Bloomberg has reported that there are talks between Uber and rival Careem to merge their services in the Middle East and North Africa (MENA) region; however, no other details were disclosed.
Careem spokesperson Maha Abouelenein commented on this by saying that her company does not comment on rumours. “Our focus remains to build the leading internet platform for the region, from the region. That means expanding to new markets and doubling down on our existing markets by adding new products and services to the platform. We are only getting started,” Abouelenein added.
Meanwhile, a government official said that Uber and Careem will not be allowed to merge their services in the local market, in order to protect the competition in this activity.

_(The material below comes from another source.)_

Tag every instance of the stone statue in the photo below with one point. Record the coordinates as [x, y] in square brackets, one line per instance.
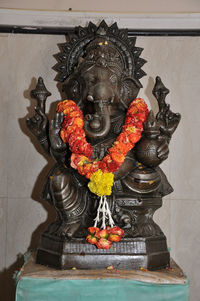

He said that the government will study the decision once it is officially addressed regarding the merging, pointing out that it is necessary to qualify the local market, in order to allow new companies to enter. Any control on this activity will limit the competition, according to the official.
“The law to protect competition and prevent monopolistic practices will handle studying any merging operations of companies in such cases. The only two companies working in the activity will not be allowed to merge,” he added.
He also explained that Egypt is new to this activity and has laid out the necessary licensing rules for the work in this activity last month.
Bloomberg also reported that Uber Technologies is discussing with Careem the potential of merging both companies in MENA and Egypt.
The report added that the two companies have discussed several possible frameworks of the agreement, according to which a current Careem head would manage the merged activity, while one of the companies or both of them would remain.
There is another suggestion which would allow Uber to own the application to present passenger transportation services in the Middle East.
The report said that during the discussions with Careem, Uber said that it wants to own over half of the merged company if not all of it.
Egypt has recently approved the law to regulate land transportation services using information technology, except for three articles delayed for further discussion.
The draft law is represented in 19 articles, in addition to four other issuance articles. The first article included the scope of the law in land transport in private vehicles, as well as mass transport, using information technology.
The second article obliges companies that allow or present land transport services, whether using private vehicles or mass transportation vehicles, to use information technology and settle their situation in accordance with the provisions of the law, during a period of no more than six months, since the date of the implementation.
These companies must pay a fee to settle its situation. The value of this fee is determined by the prime minister. It must be an amount that does not exceed the imposed annual fees, in accordance with the provisions of the law.
Additionally, the stipulated penal provisions come into effect only after the six-month period has passed.